In 1978, the Pioneer Venus multiprobe (consisting of one large probe and three smaller probes) traveled through the atmosphere of Venus. Readings from the large probe’s neutral mass spectrometer (LNMS) were consistent with the presence of NH3, but, possibly because the presence of NH3 was earlier dismissed and therefore unexpected, these mass spectrometry readings were not noticed or ignored (in any case, they went unreported) until re-analysis decades later by Mogul et al. [22]. There is, however, a hypothesis that can explain the baffling presence of NH3 and other anomalies in the clouds of Venus, such as other reduced species and in-cloud O2 [23]. This hypothesis involves attributing the detected, atmospheric, chemical redox disequilibrium to life, as opposed to insisting that it must be explained in terms of poorly understood or unknown abiotic chemical reactions.
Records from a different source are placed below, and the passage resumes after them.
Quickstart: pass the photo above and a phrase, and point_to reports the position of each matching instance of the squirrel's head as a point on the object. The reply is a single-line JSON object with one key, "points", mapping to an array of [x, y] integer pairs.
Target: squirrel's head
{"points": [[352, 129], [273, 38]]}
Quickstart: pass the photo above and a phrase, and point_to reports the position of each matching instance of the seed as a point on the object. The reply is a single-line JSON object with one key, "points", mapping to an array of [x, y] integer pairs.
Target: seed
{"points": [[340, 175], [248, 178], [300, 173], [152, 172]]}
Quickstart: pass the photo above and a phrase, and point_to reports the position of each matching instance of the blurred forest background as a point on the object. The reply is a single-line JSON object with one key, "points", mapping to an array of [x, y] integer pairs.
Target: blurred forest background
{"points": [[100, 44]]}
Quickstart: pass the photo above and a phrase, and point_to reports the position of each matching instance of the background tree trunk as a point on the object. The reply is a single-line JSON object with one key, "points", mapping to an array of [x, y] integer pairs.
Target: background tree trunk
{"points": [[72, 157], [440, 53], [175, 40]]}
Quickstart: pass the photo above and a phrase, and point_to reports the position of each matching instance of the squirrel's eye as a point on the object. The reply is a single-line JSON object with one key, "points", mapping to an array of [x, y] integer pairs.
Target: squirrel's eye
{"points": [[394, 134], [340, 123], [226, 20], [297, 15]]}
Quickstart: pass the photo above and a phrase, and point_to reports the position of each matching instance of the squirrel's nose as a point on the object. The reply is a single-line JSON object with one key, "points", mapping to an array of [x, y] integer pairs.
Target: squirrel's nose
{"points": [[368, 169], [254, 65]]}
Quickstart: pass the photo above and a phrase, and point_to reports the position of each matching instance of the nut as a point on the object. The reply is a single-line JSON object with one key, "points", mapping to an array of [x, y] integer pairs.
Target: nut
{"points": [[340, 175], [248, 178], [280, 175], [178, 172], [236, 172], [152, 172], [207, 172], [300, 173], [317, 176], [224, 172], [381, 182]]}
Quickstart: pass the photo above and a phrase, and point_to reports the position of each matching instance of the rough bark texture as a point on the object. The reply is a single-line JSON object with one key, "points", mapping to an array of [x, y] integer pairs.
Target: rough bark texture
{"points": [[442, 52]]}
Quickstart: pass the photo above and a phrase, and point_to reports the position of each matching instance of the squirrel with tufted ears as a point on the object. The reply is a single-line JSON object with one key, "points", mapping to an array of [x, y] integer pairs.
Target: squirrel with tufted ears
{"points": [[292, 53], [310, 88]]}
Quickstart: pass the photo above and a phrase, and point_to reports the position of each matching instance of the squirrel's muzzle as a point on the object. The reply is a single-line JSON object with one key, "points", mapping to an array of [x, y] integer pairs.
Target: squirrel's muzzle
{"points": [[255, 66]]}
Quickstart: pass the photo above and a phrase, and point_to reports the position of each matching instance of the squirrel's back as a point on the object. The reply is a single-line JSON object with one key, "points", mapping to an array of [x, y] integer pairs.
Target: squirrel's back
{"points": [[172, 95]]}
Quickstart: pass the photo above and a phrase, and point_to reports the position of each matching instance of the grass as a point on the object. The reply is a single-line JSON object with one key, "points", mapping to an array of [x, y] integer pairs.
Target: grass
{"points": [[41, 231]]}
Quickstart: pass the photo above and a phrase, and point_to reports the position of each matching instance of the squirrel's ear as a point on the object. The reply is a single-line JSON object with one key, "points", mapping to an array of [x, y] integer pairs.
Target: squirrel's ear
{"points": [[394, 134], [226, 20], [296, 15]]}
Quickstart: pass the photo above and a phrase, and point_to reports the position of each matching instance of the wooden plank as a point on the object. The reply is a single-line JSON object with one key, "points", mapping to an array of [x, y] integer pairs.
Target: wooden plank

It is important to note that the scientific community has not been uniform in the dismissal of redox disequilibrium or consideration of the life hypothesis. Several researchers have seriously investigated the life hypothesis and other hypotheses to explain the chemistry in the clouds [18,24,25,26,27]. This work spans the time between the first claimed detection of NH3 and the recent reanalysis of the Pioneer data. In particular, Schulze-Makuch et al. [26] highlight the claimed redox disequilibrium: “the atmosphere is in chemical disequilibrium, with H2 and O2, and H2S and SO2 coexisting.”

2.2. Phosphine

A claimed detection of an absorption line at 267 GHz with the Atacama Large Millimeter/sub-millimeter Array (ALMA) and the James Clerk Maxwell Telescope (JCMT) was attributed to PH3 in the clouds of Venus by Greaves et al. [28]. This is an especially provocative anomaly. Prior to the reported detection of PH3 on Venus, phosphine had been proposed as a potentially definitive atmospheric biosignature on rocky planets [29]. No known abiotic source can explain its presence in the clouds of Venus [30].
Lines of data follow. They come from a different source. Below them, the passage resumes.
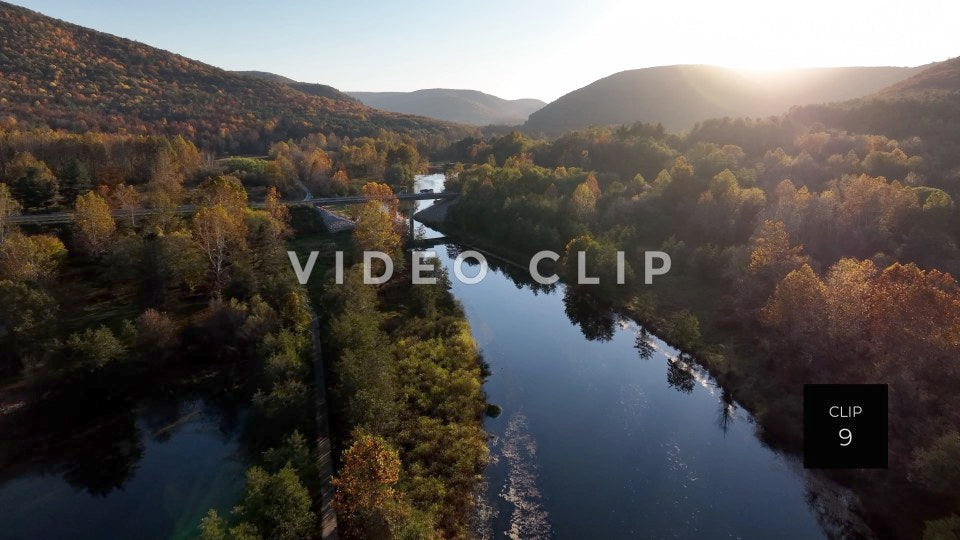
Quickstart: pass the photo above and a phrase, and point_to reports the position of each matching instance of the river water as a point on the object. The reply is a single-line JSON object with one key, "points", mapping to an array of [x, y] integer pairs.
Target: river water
{"points": [[150, 472], [596, 440]]}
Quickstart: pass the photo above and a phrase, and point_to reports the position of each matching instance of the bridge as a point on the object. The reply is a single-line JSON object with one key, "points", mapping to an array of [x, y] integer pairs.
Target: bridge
{"points": [[53, 218]]}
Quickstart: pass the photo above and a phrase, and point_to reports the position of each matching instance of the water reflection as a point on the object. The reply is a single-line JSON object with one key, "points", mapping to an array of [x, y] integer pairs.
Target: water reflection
{"points": [[147, 469]]}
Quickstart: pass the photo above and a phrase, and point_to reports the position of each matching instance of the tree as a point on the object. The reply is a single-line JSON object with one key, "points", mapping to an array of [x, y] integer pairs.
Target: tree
{"points": [[365, 496], [277, 209], [32, 182], [583, 203], [219, 234], [126, 198], [27, 318], [75, 180], [9, 207], [341, 182], [30, 258], [225, 190], [937, 467], [375, 231], [93, 223], [384, 193], [165, 187], [796, 307], [277, 505], [94, 348], [771, 257]]}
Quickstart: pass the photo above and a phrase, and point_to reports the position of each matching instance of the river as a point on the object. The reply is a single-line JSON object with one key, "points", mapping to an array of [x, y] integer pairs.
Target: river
{"points": [[149, 472], [596, 440]]}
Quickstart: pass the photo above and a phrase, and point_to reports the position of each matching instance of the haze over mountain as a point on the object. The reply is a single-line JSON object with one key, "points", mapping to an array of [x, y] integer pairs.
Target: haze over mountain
{"points": [[924, 108], [682, 95], [314, 89], [461, 106], [938, 79], [60, 75]]}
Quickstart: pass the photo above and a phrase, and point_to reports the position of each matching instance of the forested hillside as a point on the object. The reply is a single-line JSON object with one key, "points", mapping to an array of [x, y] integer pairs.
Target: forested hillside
{"points": [[463, 106], [817, 246], [63, 76]]}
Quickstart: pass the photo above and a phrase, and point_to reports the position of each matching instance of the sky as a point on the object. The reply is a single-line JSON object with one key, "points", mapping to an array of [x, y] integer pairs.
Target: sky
{"points": [[517, 49]]}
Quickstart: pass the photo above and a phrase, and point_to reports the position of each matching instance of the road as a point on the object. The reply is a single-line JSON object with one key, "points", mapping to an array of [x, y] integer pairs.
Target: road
{"points": [[53, 218]]}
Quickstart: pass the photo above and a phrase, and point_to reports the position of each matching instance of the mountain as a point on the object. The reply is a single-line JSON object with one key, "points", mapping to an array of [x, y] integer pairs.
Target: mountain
{"points": [[938, 79], [461, 106], [680, 96], [314, 89], [924, 109], [59, 75]]}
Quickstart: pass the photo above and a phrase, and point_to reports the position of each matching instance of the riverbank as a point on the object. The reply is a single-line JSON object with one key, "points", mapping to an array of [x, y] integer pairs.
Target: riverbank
{"points": [[406, 377], [723, 351]]}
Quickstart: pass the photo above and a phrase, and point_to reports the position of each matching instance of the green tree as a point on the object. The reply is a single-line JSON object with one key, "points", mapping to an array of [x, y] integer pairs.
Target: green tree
{"points": [[94, 348], [276, 506], [9, 207], [31, 258], [220, 235], [27, 319], [32, 182], [93, 223], [937, 466]]}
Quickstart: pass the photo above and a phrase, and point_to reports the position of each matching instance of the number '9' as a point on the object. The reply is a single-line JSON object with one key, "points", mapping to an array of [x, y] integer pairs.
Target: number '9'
{"points": [[846, 436]]}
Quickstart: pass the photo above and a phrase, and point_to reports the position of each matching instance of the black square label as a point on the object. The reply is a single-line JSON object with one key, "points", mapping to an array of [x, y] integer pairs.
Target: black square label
{"points": [[845, 426]]}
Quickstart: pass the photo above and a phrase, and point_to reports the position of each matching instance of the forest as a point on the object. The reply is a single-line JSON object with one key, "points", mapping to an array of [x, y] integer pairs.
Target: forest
{"points": [[801, 254], [119, 300]]}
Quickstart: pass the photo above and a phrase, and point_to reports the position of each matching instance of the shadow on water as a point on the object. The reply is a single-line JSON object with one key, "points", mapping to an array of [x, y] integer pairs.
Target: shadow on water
{"points": [[81, 467]]}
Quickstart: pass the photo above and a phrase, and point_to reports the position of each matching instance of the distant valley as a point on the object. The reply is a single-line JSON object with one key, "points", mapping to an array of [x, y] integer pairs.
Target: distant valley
{"points": [[680, 96], [460, 106]]}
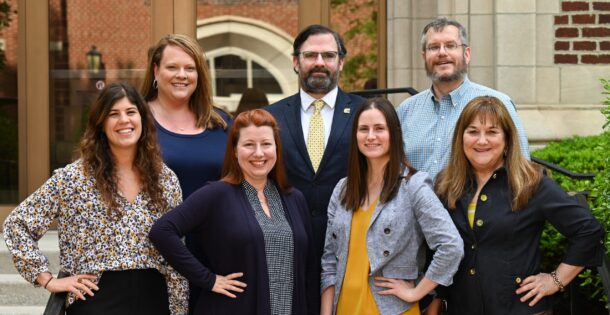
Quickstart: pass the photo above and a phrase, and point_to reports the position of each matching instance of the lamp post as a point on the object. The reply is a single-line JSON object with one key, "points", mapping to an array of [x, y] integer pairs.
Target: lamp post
{"points": [[94, 59]]}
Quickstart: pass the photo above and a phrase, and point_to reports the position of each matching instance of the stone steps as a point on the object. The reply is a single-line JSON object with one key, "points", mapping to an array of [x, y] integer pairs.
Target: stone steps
{"points": [[17, 296]]}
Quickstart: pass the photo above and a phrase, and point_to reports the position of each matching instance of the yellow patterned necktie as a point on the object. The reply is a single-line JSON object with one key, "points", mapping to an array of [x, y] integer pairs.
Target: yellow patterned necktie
{"points": [[315, 139]]}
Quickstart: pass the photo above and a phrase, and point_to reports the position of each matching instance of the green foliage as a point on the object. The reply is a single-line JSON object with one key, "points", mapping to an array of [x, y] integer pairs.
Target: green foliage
{"points": [[582, 155], [359, 65]]}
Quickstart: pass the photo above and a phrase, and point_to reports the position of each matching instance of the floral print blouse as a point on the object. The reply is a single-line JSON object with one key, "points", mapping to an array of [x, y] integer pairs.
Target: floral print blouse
{"points": [[90, 239]]}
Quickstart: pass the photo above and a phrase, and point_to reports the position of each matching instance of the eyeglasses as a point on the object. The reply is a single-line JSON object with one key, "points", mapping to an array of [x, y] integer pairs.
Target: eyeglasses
{"points": [[312, 56], [449, 47]]}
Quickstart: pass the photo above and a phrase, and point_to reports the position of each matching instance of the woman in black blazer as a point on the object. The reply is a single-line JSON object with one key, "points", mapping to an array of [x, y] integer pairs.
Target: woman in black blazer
{"points": [[499, 201]]}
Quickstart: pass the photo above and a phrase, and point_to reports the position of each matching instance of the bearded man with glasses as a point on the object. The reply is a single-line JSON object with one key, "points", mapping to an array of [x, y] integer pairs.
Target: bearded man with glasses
{"points": [[315, 123], [428, 118]]}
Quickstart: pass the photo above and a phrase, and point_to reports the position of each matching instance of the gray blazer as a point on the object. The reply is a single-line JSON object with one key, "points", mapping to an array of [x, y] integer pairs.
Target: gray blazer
{"points": [[394, 241]]}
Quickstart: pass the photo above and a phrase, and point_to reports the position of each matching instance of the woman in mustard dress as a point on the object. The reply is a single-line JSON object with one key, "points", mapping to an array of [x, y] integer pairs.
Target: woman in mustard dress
{"points": [[379, 217]]}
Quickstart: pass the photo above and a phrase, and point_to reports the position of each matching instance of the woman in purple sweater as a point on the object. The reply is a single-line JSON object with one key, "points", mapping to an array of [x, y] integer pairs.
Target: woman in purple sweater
{"points": [[253, 230]]}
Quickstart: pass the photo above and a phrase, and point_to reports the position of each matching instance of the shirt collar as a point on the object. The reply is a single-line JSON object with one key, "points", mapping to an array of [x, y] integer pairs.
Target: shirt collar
{"points": [[330, 98]]}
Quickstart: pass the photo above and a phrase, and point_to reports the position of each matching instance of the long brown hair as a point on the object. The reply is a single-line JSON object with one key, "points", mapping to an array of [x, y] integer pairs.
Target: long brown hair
{"points": [[458, 176], [231, 172], [200, 102], [355, 191], [97, 157]]}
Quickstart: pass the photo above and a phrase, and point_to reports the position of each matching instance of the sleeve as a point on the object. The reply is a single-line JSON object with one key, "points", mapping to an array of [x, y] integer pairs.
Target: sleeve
{"points": [[438, 229], [329, 256], [512, 110], [27, 223], [583, 232], [172, 188], [166, 234], [313, 265]]}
Naturally, and rightly, the veracity of the detection of phosphine was challenged:
First, the detection itself was challenged. The ALMA detection has not held up well [31,32,33], though see also Greaves et al. [34,35], but the JCMT detection has been independently confirmed multiple times [33,36], though see also [37]. The detection of phosphine was then attributed to a less anomalous molecule, sulfur dioxide (SO2) [36], already known and expected to be in the atmosphere of Venus. The amount of SO2 required to explain the signal, however, appears to be inconsistent with contemporaneous independent measurements of SO2 [34,38]. There is also some independent evidence of PH3 in the clouds from recent re-analysis of Pioneer Venus LNMS data [22]. Other features of PH3, however, have not been detected [39].
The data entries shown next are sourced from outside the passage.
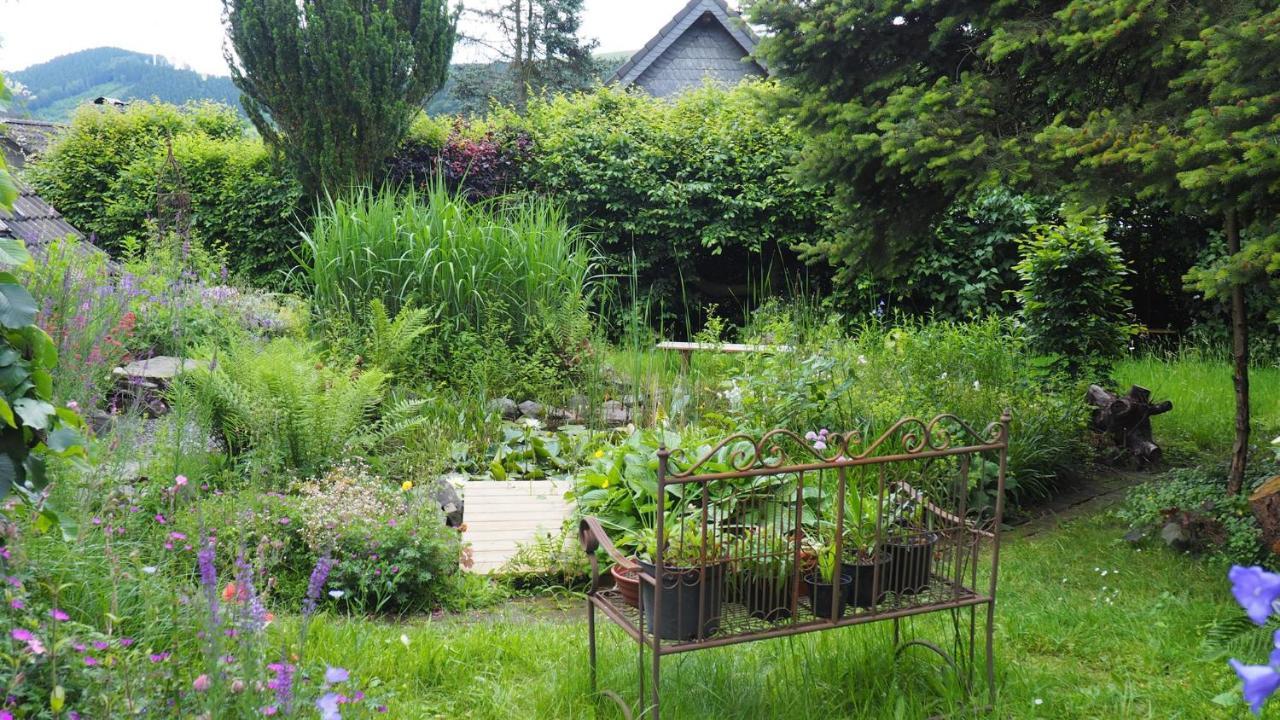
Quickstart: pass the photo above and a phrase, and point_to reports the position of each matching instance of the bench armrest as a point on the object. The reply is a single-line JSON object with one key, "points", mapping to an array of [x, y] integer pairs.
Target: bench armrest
{"points": [[593, 537]]}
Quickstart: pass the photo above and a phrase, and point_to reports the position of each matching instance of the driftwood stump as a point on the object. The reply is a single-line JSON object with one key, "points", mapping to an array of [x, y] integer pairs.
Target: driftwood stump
{"points": [[1265, 502], [1128, 420]]}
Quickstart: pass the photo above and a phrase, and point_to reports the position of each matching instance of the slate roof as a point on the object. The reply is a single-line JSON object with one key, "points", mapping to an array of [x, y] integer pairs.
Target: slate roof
{"points": [[705, 40], [33, 220]]}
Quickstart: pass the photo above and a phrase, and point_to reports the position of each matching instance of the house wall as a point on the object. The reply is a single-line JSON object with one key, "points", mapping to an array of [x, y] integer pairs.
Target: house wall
{"points": [[705, 50]]}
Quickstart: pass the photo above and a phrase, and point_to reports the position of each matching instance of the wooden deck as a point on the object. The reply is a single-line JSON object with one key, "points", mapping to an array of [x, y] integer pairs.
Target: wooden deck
{"points": [[499, 515]]}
There have also been objections to the inferred location of the PH3 by Greaves et al. Lincwoski et al. [36] claim the PH3 must be above the clouds to produce 267 GHz absorption, and independent re-analysis has confirmed this claim [33,38]. Stipulating that the 1 mm feature is explained by PH3, the location of PH3 above the clouds makes its presence even more anomalous, because PH3 is even less stable outside the clouds, where destructive ultraviolet light is much more intense [30]. In short, if PH3 is above the clouds, something must be constantly replenishing the PH3. There is no known abiotic chemical mechanism that can replenish the PH3 fast enough. Terrestrial biotic fluxes would be sufficient to replenish the PH3 in the clouds, but not above the clouds. For this reason, it also makes the claim of life as we know it far less plausible, because even known biology would not be able to produce enough PH3 to explain these observations. It is also challenging to reconcile with independent upper limits for the above-cloud PH3 [40,41].
Finally, there have been some attempts to explain the presence of PH3 on Venus through known abiotic chemistry [42,43]. So far, however, none of these attempts have been able to satisfactorily explain the presence of PH3, either because they do not predict enough PH3 to explain the observations, especially above the clouds, or because they predict other molecules, especially water vapor, in large amounts that contradict observations [30,44,45]. Life using expected energy metabolic pathways produces similar contradictions [46]. If there is observable PH3 above the clouds of Venus, we are left with two explanations: life-as-we-do-not-know-it and non-life-as-we-do-not-know-it. Both of these possibilities should be seriously considered, and neither should be clearly favored over the other until there is more data. Instead, more predictions should be made, and more data should be gathered, especially in situ data from upcoming missions (e.g., [47,48,49]).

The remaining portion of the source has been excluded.